Напротив, на погрузочной платформе, солдаты затаскивали в двери товарного состава какое-то военное имущество. Лёлька смотрела и пыталась угадать по этому, все ускоряющемуся, темпу погрузки, что все-таки происходит?
– Лёлька, позови папу обедать! – крикнула из кухни мама.
– Ладно, – сказала Лёлька.
Улица поразила ее внезапной пустотой. Ни одного солдата на платформе, ни одного грузовика. Окопы вдоль тротуара оставлены вырытыми до половины, под солнцем высыхала вынутая из глубины мокрая земля. Тишина.
Единственной живой душой на всю улицу был папа. Он шел от соседей, и на лице его было торжественное выражение, словно он собирался сообщить что-то важное. Папа вошел в сад и объявил:
– Капитуляция!
Сначала все молчали и соображали, как к этому отнестись. Потом мама усомнилась:
– Откуда ты взял?
Оказалось, соседский Николай только что поймал по радио японскую передачу.
Бабушка обрадовалась и сказала:
– Слава тебе, господи! Хоть бомбить не будут.
Дедушка сказал:
– Посмотрим, посмотрим…
Лёлька кинулась в дом к радиоприемнику. Все дни он молчал, а теперь заговорил по-японски, скорбным, трагическим голосом. Конечно, никто ничего не понял, но почему-то все сразу поверили в капитуляцию (видимо, это и была та «историческая» речь императора Тэнно о прекращении военных действий).

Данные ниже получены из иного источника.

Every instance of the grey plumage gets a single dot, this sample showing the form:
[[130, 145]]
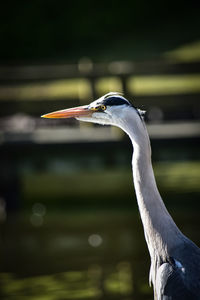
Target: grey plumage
[[175, 260]]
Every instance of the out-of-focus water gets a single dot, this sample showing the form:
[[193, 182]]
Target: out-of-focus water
[[78, 255]]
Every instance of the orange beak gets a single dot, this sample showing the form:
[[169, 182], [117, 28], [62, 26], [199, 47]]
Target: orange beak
[[70, 113]]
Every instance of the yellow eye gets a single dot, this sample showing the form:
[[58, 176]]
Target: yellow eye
[[99, 108], [102, 107]]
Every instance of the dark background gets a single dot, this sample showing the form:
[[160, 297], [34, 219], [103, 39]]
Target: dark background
[[70, 227], [102, 30]]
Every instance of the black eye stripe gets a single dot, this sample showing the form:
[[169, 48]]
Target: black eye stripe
[[110, 101]]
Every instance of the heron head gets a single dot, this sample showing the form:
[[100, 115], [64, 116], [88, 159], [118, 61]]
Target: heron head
[[109, 109]]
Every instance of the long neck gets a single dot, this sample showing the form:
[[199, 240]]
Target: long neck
[[161, 233]]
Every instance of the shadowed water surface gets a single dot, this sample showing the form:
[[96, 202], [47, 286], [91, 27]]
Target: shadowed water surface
[[87, 255]]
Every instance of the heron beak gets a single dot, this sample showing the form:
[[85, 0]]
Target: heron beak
[[70, 113]]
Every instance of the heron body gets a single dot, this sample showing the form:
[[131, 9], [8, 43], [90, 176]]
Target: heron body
[[175, 260]]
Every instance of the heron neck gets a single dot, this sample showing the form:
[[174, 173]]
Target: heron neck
[[161, 233]]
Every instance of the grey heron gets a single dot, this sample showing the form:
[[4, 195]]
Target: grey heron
[[175, 259]]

В конце дня японцы зашевелились на погрузочной платформе. В щели забора стал просвечивать огонь большого костра, и потянуло запахом горелой шерсти и резины. Они обливали бензином и поджигали стоящие на платформе грузовики. Язычки пламени пробегали но обшивкам кузовов, дымились покрышки, затем из мотора вырывался столб синеватого пламени, и машины оседали набок. Это действительно был конец.